CONTESE LETTERARIE IN ROMA

 

[ULTIMA PARTE]

 

 

    Un tono simile, che del resto rispondeva perfettamente a quello assunto dal Trapezunzio, non era naturalmente il più adatto per giungere ad una riconciliazione. Ma questa era superflua, perché il Poggio poco dopo abbandonò Roma. Da quanto pare, gli italiani stavano tutti dalla parte del Poggio e contro il greco. Perfino il Valla non voleva aver nulla di comune con quest'ultimo. Questo disprezzo pei greci era quasi l'unica cosa, nella quale andavano d'accordo i letterati italiani alla corte di Niccolò. Quando il Poggio voleva beffarsi de' suoi avversari, il Valla e il Perotti, non trovava nulla di meglio che di chiamarli semigraeculi.
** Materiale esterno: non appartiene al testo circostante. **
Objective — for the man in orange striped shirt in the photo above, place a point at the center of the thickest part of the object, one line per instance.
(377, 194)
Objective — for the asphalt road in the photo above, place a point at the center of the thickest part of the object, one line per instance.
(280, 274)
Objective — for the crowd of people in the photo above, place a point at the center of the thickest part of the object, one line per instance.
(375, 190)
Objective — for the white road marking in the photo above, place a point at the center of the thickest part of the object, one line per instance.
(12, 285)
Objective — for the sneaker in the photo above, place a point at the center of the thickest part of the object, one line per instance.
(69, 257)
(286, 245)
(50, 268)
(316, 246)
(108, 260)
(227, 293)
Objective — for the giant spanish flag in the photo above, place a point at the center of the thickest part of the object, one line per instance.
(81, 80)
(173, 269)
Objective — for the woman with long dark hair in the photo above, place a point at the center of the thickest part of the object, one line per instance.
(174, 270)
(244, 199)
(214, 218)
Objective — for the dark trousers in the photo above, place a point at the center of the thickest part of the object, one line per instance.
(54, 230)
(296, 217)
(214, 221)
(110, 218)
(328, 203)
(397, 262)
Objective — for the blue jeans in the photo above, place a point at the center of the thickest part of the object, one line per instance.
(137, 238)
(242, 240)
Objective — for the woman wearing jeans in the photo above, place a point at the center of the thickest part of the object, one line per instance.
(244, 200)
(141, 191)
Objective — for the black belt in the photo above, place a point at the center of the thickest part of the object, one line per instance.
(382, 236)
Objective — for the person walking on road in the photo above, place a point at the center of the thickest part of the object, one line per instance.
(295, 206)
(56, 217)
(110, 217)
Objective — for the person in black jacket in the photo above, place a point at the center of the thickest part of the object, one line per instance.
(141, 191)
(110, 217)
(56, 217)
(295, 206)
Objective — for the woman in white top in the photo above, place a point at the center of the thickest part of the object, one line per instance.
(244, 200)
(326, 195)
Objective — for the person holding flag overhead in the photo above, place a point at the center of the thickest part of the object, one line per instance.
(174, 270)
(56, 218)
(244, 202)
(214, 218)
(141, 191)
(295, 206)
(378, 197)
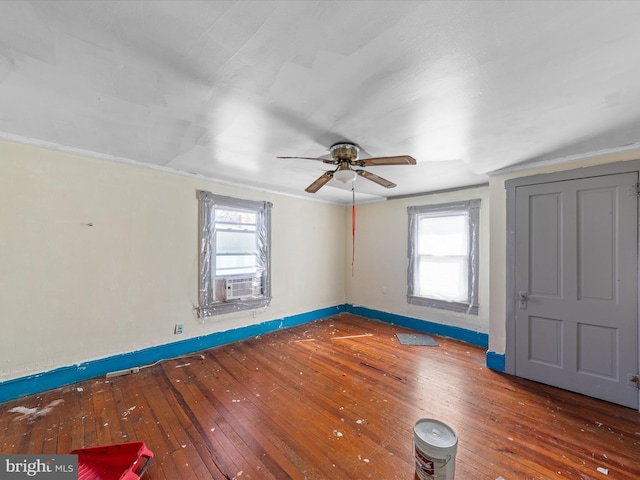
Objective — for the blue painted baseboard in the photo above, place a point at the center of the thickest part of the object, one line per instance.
(496, 361)
(469, 336)
(40, 382)
(60, 377)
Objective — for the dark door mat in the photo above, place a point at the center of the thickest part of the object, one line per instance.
(416, 339)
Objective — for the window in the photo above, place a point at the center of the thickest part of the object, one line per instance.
(235, 266)
(443, 256)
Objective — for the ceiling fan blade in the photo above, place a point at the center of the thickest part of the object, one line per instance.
(375, 178)
(306, 158)
(315, 186)
(396, 160)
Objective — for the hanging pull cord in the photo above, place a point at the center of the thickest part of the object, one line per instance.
(353, 229)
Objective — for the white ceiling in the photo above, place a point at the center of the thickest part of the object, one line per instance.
(222, 88)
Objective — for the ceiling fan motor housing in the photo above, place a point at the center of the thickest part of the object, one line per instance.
(344, 151)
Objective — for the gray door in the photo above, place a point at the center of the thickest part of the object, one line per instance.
(576, 278)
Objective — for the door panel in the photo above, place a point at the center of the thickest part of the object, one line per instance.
(577, 266)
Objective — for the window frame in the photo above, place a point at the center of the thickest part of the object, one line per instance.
(209, 305)
(472, 209)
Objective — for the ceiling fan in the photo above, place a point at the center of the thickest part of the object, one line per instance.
(345, 156)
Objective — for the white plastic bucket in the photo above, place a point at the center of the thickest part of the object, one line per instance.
(435, 449)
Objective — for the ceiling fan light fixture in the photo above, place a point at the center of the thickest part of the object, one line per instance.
(345, 176)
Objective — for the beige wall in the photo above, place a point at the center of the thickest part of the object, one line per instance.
(70, 292)
(380, 274)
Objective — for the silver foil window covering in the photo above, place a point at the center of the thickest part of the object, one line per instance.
(472, 208)
(235, 254)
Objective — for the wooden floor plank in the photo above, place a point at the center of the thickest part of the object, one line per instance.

    Dal canto loro anche i greci non andavano punto d'accordo fra loro. Ora si trovavano avvolti in contese private, come quella di Giorgio contro il Gaza, che aveva biasimato pubblicamente le sue definizioni grammaticali, ora si trovavano in lotta per la preferenza da darsi ad Aristotele od a Platone, dividendosi in due campi, che non cessarono di osteggiarsi anche molto tempo dopo la morte di Niccolò V.

    Gemisto Pletone aveva dichiarato che le dottrine dei due filosofi erano al tutto inconciliabili, levando a cielo Platone e deprimendo Aristotele e i suoi seguaci. Al fianco di lui stava nel concilio di Firenze Niccolò Sangudino, il quale rimproverava ad Aristotele di avere più per invidia, che per amore alla verità depresso i meriti di Platone. Il guanto era stato raccolto da Giorgio Scolario, detto anche Gennadio, futuro patriarca di Costantinopoli, il quale rispose nel tono medesimo, che fu naturalmente ancora più accentuato da Pletone nella sua replica. Ora questa lotta fu continuata a Roma. Il Gaza scese in campo contro Pletone e Platone, il Bessarione assunse le difese di Pletone, suo maestro, e di Platone, le cui opinioni a lui sembravano avvicinarsi spesso al dogma cristiano.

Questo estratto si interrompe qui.